I’m a married man that crossdresses. My wife knows about it. I’ve been crossdressing for quite some time now and the one thing I’ve always wanted to do is go out in public. My wife is not ok with me going in public all dressed up. I was wondering if you have any advice for that.

Yes, my advice is to listen to her.

Relationships and…what we do and who we are, are not easy.  Some of us have partners that participate and help us shop or put together an outfit or hit the mall with us.  Some of us have a “don’t-ask-don’t-tell” policy, some relationships are very tense due to this, and some of us haven’t come out to our significant others.

Telling our partners (mind, I use the term telling our partners as opposed to being caught by our partners) can be a huge weight of our shoulders.  We need to be honest with ourselves and with our partners.  I know it’s easier said than done, but it’s the truth.  And we need to have these conversations when the relationship get serious.  Not after you move in with them, not after you get engaged, not after you get married.  Before.  Before any of that.

Keeping something as big as this a secret is almost suffocating.  But we need to tell our partners.  It’s better to be up front with this than it is to be caught.  Once this secret is out, then we need to conscious of how they will react to this.  They are coming to grips with this, too.

And yes, once you come out to your partner, they will likely set boundaries.  Sometimes it’s not telling the kids or telling anyone else, or not posting photos or not chatting with anyone online or not leaving the house.

Sometimes boundaries can be a small price compared to stress of keeping a secret.  Out of respect for your wife, respect these boundaries.  She is dealing with this, too.  Be respectful of her and her feelings and her request.

If you go behind her back, you run the risk of losing her trust.  And nothing is worth that.

Love, Hannah


Ask Hannah!

I’m in a sexless marriage. I started to dress a while ago because it makes me feel special. Are there any places near Ann Arbor Michigan that I can talk to ?

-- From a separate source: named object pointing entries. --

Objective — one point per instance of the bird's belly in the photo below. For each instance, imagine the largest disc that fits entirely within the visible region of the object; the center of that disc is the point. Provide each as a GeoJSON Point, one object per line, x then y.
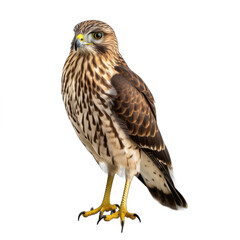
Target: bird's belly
{"type": "Point", "coordinates": [104, 138]}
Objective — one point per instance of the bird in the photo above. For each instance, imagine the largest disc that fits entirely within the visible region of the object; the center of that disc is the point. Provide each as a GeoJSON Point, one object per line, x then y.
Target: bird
{"type": "Point", "coordinates": [113, 113]}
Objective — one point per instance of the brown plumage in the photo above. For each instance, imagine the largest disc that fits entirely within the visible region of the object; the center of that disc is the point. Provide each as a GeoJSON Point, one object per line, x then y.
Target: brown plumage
{"type": "Point", "coordinates": [113, 113]}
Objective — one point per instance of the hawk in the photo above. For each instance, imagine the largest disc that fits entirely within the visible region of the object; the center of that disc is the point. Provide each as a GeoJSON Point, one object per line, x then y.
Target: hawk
{"type": "Point", "coordinates": [113, 113]}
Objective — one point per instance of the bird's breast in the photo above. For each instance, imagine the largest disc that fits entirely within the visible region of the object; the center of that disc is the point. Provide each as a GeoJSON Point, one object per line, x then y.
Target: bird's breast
{"type": "Point", "coordinates": [86, 92]}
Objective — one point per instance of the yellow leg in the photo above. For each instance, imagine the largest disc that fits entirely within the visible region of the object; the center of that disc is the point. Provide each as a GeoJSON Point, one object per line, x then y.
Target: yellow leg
{"type": "Point", "coordinates": [105, 206]}
{"type": "Point", "coordinates": [122, 212]}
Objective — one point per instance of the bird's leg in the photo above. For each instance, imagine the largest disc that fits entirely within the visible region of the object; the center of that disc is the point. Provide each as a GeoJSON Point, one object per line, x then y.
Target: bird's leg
{"type": "Point", "coordinates": [105, 206]}
{"type": "Point", "coordinates": [122, 212]}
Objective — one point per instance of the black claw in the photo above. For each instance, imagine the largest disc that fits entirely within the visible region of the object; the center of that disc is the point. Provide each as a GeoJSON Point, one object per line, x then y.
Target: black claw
{"type": "Point", "coordinates": [102, 217]}
{"type": "Point", "coordinates": [122, 224]}
{"type": "Point", "coordinates": [135, 215]}
{"type": "Point", "coordinates": [112, 211]}
{"type": "Point", "coordinates": [81, 213]}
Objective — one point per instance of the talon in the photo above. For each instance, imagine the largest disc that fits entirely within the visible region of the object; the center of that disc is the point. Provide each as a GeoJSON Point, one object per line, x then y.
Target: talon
{"type": "Point", "coordinates": [122, 224]}
{"type": "Point", "coordinates": [81, 213]}
{"type": "Point", "coordinates": [102, 217]}
{"type": "Point", "coordinates": [100, 214]}
{"type": "Point", "coordinates": [135, 215]}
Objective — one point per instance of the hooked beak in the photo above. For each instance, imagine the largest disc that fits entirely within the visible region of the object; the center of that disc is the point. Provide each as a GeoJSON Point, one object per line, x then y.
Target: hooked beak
{"type": "Point", "coordinates": [79, 42]}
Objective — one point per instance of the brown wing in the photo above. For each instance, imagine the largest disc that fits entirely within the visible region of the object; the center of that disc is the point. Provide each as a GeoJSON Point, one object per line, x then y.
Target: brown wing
{"type": "Point", "coordinates": [134, 105]}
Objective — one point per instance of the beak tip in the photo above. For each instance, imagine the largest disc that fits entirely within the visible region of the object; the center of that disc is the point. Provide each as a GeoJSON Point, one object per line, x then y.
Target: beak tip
{"type": "Point", "coordinates": [77, 44]}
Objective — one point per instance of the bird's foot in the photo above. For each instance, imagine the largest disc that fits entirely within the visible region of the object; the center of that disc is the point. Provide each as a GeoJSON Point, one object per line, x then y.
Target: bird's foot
{"type": "Point", "coordinates": [104, 207]}
{"type": "Point", "coordinates": [121, 213]}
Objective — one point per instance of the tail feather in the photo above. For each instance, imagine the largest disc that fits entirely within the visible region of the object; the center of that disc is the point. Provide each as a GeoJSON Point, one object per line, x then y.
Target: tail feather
{"type": "Point", "coordinates": [156, 177]}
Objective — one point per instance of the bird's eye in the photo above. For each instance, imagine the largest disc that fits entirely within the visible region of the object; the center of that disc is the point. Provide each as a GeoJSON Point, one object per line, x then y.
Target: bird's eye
{"type": "Point", "coordinates": [97, 36]}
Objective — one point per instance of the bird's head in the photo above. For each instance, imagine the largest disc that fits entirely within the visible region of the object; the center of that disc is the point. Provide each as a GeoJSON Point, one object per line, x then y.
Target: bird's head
{"type": "Point", "coordinates": [94, 37]}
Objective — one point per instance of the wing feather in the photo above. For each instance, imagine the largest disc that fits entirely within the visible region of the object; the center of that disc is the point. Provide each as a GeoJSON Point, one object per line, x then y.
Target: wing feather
{"type": "Point", "coordinates": [134, 106]}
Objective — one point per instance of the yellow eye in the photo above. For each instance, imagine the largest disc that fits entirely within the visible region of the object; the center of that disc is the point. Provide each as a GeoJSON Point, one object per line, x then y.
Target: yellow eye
{"type": "Point", "coordinates": [97, 35]}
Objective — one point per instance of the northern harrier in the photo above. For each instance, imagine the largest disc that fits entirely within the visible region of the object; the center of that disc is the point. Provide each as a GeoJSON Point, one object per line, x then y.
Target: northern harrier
{"type": "Point", "coordinates": [113, 114]}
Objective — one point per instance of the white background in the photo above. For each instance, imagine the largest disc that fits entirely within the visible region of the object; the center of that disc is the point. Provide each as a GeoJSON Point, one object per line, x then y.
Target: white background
{"type": "Point", "coordinates": [188, 53]}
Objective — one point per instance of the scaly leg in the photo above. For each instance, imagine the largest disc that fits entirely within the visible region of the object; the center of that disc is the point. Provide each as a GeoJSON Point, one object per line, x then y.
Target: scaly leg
{"type": "Point", "coordinates": [122, 212]}
{"type": "Point", "coordinates": [105, 206]}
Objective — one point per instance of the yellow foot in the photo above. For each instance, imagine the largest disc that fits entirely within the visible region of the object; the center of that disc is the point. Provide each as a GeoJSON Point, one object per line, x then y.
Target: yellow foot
{"type": "Point", "coordinates": [122, 213]}
{"type": "Point", "coordinates": [104, 207]}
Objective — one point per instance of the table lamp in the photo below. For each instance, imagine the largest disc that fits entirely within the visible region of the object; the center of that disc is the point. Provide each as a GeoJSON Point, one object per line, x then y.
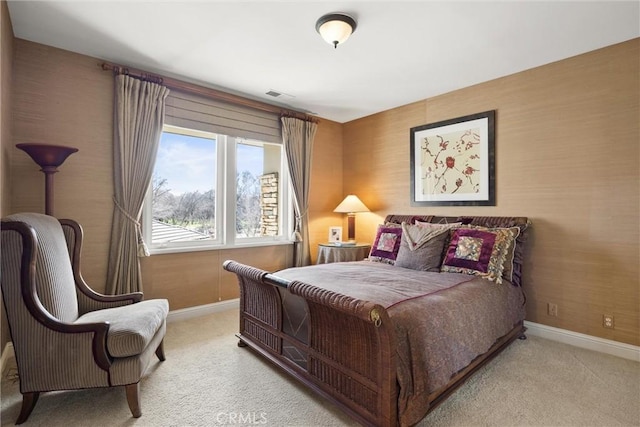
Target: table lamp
{"type": "Point", "coordinates": [350, 205]}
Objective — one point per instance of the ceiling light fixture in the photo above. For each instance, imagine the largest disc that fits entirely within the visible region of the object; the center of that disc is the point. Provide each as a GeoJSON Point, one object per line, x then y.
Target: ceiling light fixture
{"type": "Point", "coordinates": [335, 28]}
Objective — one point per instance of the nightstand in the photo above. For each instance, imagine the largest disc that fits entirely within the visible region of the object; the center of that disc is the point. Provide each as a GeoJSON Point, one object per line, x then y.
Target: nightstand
{"type": "Point", "coordinates": [329, 252]}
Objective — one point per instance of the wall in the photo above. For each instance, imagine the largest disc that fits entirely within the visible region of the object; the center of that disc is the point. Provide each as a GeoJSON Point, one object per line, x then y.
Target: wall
{"type": "Point", "coordinates": [66, 99]}
{"type": "Point", "coordinates": [567, 151]}
{"type": "Point", "coordinates": [6, 63]}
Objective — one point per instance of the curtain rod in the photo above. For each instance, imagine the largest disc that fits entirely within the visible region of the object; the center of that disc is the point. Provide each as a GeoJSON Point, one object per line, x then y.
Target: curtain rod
{"type": "Point", "coordinates": [208, 92]}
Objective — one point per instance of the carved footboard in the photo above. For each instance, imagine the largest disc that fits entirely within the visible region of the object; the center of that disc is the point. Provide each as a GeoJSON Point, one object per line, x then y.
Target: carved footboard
{"type": "Point", "coordinates": [346, 355]}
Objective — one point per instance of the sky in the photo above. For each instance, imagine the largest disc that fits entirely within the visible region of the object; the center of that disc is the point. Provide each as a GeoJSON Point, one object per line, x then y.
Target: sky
{"type": "Point", "coordinates": [188, 162]}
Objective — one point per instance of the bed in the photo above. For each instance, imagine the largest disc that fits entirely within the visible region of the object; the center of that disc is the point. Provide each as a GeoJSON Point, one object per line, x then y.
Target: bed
{"type": "Point", "coordinates": [388, 339]}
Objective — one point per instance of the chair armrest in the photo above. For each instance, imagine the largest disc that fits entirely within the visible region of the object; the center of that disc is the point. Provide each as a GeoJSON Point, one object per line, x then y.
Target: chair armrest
{"type": "Point", "coordinates": [37, 310]}
{"type": "Point", "coordinates": [93, 300]}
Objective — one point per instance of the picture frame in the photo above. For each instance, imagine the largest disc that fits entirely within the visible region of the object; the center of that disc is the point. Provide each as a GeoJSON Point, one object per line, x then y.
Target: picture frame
{"type": "Point", "coordinates": [453, 162]}
{"type": "Point", "coordinates": [335, 234]}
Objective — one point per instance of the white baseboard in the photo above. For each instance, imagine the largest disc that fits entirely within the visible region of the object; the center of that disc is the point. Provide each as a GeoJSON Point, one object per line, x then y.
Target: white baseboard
{"type": "Point", "coordinates": [201, 310]}
{"type": "Point", "coordinates": [614, 348]}
{"type": "Point", "coordinates": [7, 354]}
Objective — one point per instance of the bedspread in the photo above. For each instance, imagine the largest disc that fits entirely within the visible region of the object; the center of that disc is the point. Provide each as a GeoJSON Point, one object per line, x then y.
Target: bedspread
{"type": "Point", "coordinates": [442, 320]}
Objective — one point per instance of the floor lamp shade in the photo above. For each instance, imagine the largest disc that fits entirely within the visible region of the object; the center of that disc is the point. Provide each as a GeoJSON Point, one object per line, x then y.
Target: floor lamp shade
{"type": "Point", "coordinates": [351, 205]}
{"type": "Point", "coordinates": [48, 157]}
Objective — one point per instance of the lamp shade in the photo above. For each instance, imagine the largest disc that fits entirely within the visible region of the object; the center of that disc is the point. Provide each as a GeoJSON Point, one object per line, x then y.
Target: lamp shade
{"type": "Point", "coordinates": [335, 28]}
{"type": "Point", "coordinates": [351, 204]}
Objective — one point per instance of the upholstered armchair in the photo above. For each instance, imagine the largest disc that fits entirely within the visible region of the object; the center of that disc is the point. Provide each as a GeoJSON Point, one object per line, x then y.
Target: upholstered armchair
{"type": "Point", "coordinates": [65, 335]}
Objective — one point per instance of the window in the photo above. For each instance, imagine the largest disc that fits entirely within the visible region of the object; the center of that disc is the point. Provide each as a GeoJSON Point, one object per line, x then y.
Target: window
{"type": "Point", "coordinates": [210, 190]}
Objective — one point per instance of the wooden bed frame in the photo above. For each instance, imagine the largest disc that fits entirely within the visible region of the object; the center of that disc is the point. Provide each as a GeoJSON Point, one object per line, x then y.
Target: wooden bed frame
{"type": "Point", "coordinates": [355, 368]}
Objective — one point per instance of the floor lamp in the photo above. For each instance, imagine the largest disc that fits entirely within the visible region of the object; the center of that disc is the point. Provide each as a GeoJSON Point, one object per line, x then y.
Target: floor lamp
{"type": "Point", "coordinates": [48, 157]}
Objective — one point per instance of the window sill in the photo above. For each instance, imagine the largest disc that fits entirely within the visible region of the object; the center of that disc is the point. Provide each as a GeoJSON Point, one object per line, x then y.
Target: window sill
{"type": "Point", "coordinates": [173, 250]}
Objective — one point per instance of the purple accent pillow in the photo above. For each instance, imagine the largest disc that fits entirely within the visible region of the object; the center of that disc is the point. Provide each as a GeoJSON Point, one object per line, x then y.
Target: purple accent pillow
{"type": "Point", "coordinates": [386, 245]}
{"type": "Point", "coordinates": [479, 252]}
{"type": "Point", "coordinates": [471, 249]}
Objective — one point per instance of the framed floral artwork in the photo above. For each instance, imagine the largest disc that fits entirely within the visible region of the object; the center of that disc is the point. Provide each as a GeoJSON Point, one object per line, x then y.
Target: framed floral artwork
{"type": "Point", "coordinates": [452, 162]}
{"type": "Point", "coordinates": [335, 234]}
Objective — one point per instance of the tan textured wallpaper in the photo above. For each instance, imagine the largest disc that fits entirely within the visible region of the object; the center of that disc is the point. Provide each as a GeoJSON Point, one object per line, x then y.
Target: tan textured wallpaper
{"type": "Point", "coordinates": [6, 143]}
{"type": "Point", "coordinates": [567, 150]}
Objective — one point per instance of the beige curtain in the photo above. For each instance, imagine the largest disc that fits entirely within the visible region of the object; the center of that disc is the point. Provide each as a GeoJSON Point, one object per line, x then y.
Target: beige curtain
{"type": "Point", "coordinates": [297, 137]}
{"type": "Point", "coordinates": [138, 119]}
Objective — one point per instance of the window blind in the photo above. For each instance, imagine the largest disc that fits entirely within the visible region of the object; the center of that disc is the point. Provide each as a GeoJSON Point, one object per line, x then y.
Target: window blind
{"type": "Point", "coordinates": [193, 111]}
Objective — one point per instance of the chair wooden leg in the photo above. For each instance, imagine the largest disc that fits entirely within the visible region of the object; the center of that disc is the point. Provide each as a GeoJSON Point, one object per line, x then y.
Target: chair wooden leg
{"type": "Point", "coordinates": [160, 351]}
{"type": "Point", "coordinates": [29, 401]}
{"type": "Point", "coordinates": [133, 399]}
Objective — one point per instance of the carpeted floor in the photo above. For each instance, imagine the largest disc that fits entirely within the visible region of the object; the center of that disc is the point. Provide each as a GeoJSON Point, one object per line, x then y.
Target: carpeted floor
{"type": "Point", "coordinates": [207, 380]}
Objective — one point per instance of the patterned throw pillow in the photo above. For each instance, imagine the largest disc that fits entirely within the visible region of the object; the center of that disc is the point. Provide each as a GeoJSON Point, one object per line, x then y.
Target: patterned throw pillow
{"type": "Point", "coordinates": [386, 244]}
{"type": "Point", "coordinates": [422, 247]}
{"type": "Point", "coordinates": [478, 251]}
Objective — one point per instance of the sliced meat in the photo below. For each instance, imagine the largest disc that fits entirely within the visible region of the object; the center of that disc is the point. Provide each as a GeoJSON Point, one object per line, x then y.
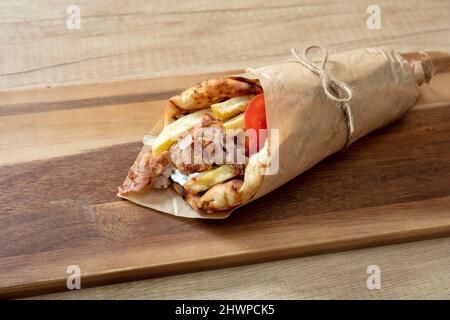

I would encourage you and your spouse to seek out counseling when it comes to your marriage.

I would also recommend reaching out to PFLAG, who, according to their website, unites people who are lesbian, gay, bisexual, transgender, and queer (LGBTQ) with families, friends, and allies, PFLAG is committed to advancing equality through its mission of support, education, and advocacy. PFLAG has 400 chapters and 200,000 supporters crossing multiple generations of American families in major urban centers, small cities, and rural areas in all 50 states.

There are chapters all across the country, including one in Ann Arbor.

Take care.

Love, Hannah

Southern Minnesota Transgender Support


KTTC, the NBC affiliate in Rochester, MN recently had a story featuring Mallory Heath, a transwoman who facilitates the Southern Minnesota Transgender Support group, a trans advocacy organization in southern Minnesota.

I like what Mallory has to say about how some some people may know more trans people than they think:

“We’re here and that they very easily might know a trans person or several trans people and have no idea.”